Iniziamo a capire da dove nasce la preoccupazione degli enti non profit.
Il Senato ha approvato un emendamento contenuto nel decreto collegato alla legge di bilancio che abroga le disposizioni (contenute all’art. 4 del decreto 633 del 1972) che finora avevano tenuto indenni dall’IVA e dai relativi adempimenti tutta una serie di entrate molto importanti per gli enti associativi. Parliamo, ad esempio, dei corrispettivi specifici e quote supplementari versati da soci, associati o partecipanti a fronte di cessione di beni o prestazioni di servizi in conformità allo statuto oppure in occasione di manifestazioni propagandistiche. A queste possiamo aggiungere purtroppo anche la somministrazione di alimenti o bevande tipicamente svolte dalle realtà associative presso le proprie sedi (pensiamo al servizio bar). È piuttosto comprensibile che questo intervento spaventi il mondo non profit. È infatti normale che quando si parla di tasse, specie quando se ne aggiungono di nuove o subentrano nuovi adempimenti, vi sia una certa agitazione e preoccupazione in particolare da parte degli enti più piccoli che sono abituati a fare i conti con poche entrate e con l’operatività di tutti i giorni resa ancora più difficile dalla pandemia. Per questa ragione continuare a chiedere di eliminare questo intervento normativo senza proporre soluzioni alternative significa semplicemente mettere la testa sotto la sabbia senza risolvere il problema alla radice. Su questo tema incombe, infatti, una procedura di infrazione avviata dalla Commissione europea ai danni dell’Italia e trovare una soluzione rapida e coerente è di fondamentale importanza. Questo per evitare di ritrovarsi, puntuali come un orologio svizzero, ad aprire la stessa discussione ad ogni legge di bilancio o altro veicolo normativo.

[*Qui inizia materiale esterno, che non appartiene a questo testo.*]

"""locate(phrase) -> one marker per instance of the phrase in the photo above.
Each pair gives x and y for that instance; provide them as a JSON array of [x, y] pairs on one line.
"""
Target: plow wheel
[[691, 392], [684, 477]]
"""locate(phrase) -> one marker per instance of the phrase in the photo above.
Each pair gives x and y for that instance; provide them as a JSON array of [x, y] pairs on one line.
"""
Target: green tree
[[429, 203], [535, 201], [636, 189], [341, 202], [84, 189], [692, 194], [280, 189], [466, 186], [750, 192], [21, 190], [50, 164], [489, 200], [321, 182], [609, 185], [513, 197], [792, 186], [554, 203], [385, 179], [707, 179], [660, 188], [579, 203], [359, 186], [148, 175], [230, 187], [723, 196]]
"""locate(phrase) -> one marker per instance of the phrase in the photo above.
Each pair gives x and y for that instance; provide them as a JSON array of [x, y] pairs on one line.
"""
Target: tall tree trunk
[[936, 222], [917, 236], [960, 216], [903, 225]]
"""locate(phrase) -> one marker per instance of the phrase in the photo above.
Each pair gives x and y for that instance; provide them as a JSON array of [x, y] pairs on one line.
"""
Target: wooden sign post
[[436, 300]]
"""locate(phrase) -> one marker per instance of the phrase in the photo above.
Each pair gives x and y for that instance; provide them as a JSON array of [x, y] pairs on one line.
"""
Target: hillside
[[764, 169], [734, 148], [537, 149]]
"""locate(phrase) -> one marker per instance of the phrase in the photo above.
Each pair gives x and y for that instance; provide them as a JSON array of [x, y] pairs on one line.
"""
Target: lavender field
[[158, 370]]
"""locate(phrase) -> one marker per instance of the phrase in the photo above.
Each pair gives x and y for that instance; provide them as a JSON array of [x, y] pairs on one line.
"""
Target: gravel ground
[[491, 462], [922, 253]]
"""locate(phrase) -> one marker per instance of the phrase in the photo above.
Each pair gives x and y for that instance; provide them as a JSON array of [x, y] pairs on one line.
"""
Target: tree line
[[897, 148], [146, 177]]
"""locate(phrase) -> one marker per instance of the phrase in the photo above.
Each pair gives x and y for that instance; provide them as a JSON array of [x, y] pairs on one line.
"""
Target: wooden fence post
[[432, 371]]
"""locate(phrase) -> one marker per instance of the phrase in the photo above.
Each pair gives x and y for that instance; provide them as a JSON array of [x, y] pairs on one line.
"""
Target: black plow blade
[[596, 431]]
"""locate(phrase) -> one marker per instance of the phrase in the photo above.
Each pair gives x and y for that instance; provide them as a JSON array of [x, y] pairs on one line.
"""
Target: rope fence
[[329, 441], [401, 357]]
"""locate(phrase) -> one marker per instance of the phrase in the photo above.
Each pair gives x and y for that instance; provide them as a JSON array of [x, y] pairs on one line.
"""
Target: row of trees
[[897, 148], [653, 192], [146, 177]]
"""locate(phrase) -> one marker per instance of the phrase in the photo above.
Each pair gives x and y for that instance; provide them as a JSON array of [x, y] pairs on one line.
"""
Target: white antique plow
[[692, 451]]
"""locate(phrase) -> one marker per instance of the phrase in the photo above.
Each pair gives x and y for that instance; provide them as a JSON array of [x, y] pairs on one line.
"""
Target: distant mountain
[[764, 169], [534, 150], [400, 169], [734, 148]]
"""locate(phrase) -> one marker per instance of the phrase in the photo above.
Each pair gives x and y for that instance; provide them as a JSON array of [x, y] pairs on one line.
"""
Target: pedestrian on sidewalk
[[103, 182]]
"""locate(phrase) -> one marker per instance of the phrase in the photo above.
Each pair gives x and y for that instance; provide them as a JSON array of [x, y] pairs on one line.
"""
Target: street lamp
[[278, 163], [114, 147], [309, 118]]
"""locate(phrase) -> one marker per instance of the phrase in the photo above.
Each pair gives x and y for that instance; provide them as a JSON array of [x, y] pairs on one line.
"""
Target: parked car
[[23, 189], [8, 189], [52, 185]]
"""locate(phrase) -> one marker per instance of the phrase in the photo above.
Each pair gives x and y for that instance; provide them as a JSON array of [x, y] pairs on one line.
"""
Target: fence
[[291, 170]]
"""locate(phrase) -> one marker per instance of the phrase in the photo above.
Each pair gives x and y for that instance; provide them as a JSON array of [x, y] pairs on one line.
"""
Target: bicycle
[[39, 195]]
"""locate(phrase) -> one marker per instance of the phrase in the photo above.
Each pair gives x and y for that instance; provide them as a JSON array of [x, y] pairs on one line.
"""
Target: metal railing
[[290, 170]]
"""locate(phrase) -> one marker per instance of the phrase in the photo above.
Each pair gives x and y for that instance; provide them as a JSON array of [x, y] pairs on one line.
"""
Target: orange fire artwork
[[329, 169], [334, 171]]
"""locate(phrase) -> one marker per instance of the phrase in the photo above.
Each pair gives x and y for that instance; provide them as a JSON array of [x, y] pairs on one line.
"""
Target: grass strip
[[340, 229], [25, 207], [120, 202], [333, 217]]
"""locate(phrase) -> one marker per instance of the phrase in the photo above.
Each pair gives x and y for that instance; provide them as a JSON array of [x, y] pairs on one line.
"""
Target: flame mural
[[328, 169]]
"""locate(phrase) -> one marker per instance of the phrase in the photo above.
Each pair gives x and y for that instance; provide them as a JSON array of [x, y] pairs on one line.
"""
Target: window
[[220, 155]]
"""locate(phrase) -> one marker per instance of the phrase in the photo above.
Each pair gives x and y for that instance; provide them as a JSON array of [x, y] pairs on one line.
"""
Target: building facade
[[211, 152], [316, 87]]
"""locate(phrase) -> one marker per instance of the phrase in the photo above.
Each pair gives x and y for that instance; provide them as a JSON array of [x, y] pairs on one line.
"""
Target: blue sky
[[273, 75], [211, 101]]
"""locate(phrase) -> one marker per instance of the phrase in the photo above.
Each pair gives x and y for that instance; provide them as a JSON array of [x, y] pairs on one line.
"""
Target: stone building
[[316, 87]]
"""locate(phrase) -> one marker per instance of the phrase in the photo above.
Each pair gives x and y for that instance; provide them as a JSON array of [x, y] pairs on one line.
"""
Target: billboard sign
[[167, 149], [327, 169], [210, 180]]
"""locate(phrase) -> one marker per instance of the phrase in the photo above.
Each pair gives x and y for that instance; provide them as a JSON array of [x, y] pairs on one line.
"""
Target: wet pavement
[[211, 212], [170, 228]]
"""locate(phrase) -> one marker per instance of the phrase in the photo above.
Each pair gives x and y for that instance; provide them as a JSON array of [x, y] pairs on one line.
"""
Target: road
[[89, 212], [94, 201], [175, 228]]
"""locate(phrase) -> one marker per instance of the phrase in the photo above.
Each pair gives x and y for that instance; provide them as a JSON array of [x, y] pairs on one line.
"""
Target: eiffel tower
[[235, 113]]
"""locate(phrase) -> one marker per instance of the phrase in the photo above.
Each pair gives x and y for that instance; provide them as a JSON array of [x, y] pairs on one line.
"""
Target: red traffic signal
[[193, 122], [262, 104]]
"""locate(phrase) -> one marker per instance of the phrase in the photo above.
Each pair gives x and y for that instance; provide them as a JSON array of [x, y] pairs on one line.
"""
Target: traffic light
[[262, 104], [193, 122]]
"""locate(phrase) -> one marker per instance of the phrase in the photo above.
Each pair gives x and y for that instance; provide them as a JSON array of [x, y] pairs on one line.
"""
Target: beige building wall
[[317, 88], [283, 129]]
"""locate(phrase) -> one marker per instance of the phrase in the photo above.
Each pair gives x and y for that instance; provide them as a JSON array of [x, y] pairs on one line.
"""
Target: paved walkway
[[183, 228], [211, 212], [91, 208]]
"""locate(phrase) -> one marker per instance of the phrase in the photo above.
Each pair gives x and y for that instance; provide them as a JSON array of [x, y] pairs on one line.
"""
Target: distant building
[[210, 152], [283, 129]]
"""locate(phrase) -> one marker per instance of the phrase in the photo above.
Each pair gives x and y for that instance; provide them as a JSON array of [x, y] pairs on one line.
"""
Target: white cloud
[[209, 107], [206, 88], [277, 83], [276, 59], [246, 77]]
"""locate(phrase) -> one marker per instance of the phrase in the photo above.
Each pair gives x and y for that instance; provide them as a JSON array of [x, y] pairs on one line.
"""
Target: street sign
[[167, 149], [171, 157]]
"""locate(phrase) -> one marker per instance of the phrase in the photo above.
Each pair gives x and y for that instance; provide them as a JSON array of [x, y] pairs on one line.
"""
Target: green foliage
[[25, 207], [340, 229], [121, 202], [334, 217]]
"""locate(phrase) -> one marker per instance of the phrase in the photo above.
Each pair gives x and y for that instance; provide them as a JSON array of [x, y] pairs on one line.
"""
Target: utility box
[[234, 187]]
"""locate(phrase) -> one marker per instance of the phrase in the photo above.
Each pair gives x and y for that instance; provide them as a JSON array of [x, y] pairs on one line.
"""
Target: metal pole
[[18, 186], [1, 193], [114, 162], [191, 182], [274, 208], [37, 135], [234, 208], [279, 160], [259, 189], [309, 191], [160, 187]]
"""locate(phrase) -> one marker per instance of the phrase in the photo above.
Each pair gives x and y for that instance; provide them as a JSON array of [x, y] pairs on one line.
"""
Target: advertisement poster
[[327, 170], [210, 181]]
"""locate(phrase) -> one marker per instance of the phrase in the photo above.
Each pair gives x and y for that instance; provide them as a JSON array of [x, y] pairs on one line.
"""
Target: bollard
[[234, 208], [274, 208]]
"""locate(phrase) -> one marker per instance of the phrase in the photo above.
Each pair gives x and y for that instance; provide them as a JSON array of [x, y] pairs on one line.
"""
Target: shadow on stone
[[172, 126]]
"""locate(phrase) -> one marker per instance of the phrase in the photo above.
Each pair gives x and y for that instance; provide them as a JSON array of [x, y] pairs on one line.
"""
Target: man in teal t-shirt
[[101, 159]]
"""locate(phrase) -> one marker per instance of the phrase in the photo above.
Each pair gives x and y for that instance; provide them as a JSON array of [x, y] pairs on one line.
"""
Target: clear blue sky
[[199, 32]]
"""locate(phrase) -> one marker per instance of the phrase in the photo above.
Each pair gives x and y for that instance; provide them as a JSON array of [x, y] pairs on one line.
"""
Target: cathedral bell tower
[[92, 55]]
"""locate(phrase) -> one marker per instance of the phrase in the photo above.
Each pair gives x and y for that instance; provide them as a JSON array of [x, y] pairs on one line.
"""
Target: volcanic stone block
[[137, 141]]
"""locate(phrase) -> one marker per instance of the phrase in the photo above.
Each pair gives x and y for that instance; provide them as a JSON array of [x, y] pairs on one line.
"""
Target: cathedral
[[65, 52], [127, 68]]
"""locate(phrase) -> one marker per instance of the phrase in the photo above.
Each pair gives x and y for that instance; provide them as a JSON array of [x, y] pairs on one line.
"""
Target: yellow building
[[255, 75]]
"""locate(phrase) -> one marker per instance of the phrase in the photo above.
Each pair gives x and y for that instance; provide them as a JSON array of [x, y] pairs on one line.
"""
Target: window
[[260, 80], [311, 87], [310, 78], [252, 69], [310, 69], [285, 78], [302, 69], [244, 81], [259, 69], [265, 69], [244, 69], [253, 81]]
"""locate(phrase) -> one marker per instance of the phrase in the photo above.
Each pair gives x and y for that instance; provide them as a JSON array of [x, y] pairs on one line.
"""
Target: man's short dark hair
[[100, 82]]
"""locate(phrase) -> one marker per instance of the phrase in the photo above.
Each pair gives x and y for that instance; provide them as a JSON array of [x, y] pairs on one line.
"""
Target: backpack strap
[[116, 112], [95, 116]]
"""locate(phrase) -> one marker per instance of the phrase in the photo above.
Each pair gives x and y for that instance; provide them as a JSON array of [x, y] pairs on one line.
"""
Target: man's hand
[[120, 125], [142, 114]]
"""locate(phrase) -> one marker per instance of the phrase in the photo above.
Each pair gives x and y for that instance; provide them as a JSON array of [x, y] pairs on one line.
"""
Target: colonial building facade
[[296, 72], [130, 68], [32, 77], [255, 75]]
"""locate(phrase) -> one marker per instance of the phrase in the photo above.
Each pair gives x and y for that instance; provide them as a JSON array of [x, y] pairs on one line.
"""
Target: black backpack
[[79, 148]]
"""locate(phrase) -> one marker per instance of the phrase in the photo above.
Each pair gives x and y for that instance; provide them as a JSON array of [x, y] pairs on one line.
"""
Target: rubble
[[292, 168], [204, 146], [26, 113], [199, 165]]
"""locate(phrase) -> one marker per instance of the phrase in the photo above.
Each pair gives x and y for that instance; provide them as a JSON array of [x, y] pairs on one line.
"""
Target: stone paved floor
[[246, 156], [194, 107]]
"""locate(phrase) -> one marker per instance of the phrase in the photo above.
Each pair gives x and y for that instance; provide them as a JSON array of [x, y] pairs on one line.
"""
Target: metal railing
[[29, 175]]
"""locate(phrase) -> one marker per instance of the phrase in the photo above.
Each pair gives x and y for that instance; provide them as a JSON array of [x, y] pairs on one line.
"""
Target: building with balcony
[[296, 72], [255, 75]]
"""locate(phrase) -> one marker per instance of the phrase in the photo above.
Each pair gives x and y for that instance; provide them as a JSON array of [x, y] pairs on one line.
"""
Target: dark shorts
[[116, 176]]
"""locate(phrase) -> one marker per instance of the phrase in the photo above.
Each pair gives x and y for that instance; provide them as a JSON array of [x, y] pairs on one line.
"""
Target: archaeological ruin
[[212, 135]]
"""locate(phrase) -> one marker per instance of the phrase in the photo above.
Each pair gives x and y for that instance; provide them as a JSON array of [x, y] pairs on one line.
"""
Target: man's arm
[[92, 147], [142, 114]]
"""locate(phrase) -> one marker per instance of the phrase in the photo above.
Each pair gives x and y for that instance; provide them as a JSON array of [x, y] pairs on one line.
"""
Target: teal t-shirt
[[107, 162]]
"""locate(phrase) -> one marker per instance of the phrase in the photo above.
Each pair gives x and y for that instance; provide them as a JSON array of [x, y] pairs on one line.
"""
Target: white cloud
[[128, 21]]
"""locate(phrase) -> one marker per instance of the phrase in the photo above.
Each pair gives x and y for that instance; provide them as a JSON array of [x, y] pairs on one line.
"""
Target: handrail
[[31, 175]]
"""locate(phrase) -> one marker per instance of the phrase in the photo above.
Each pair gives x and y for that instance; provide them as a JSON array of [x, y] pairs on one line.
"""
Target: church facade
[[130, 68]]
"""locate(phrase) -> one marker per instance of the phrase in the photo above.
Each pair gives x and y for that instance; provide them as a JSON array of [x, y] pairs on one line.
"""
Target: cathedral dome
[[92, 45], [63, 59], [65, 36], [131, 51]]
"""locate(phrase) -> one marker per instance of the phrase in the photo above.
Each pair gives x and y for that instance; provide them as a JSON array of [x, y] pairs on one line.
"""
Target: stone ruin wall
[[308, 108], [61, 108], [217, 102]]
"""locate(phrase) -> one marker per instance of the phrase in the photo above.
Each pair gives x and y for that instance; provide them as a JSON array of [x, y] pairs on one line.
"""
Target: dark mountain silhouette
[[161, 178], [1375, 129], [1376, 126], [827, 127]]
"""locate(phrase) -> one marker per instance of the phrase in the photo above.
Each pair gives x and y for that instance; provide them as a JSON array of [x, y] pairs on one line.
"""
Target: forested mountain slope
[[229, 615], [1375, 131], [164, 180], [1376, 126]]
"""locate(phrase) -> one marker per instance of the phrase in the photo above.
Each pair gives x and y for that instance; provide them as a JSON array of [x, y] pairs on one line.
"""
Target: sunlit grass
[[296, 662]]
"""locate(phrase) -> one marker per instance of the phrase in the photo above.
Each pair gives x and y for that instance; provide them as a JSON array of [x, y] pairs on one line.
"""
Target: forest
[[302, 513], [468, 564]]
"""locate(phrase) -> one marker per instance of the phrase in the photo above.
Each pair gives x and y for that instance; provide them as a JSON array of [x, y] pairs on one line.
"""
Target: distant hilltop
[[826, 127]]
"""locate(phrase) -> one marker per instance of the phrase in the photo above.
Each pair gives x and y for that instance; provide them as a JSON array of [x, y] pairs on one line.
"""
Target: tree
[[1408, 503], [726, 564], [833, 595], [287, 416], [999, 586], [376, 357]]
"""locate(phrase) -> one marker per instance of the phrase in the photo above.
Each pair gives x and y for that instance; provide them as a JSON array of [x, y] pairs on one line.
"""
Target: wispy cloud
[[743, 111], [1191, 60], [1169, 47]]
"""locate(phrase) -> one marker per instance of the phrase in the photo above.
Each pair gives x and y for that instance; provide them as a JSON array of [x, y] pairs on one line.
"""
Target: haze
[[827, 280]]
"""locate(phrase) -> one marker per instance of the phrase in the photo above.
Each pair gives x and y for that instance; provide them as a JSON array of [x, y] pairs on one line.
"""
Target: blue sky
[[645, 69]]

Occorre dunque fornire una risposta alla procedura di infrazione che metta al centro il coinvolgimento degli enti non profit e delle amministrazioni che stanno seguendo da vicino l’evoluzione del terzo settore. Bisogna evitare soluzioni calate dall’alto senza un dialogo preventivo.

È chiaro che la norma così come approvata dal Senato si presta a diverse obiezioni e criticità anche perché finisce con il colpire gli enti senza distinguere in base alle attività e al tipo di entrate, probabilmente, in alcuni casi, andando oltre gli obiettivi indicati dalla procedura di infrazione UE. Allo stesso tempo l’emendamento non tiene conto di un periodo transitorio per consentire ai soggetti coinvolti di prendere le misure con le novità legislative, a cominciare dall’apertura della partita Iva qualora non ne fossero già provvisti.

A questo punto due sono gli obiettivi principali che si presenteranno a seguito della definitiva approvazione della norma: chiarire quale potrebbe essere l’effettivo impatto della modifica del regime IVA superando alcuni tra gli equivoci piu diffusi e, nel contempo, capire quali sono i margini per rivedere la decisione legislativa.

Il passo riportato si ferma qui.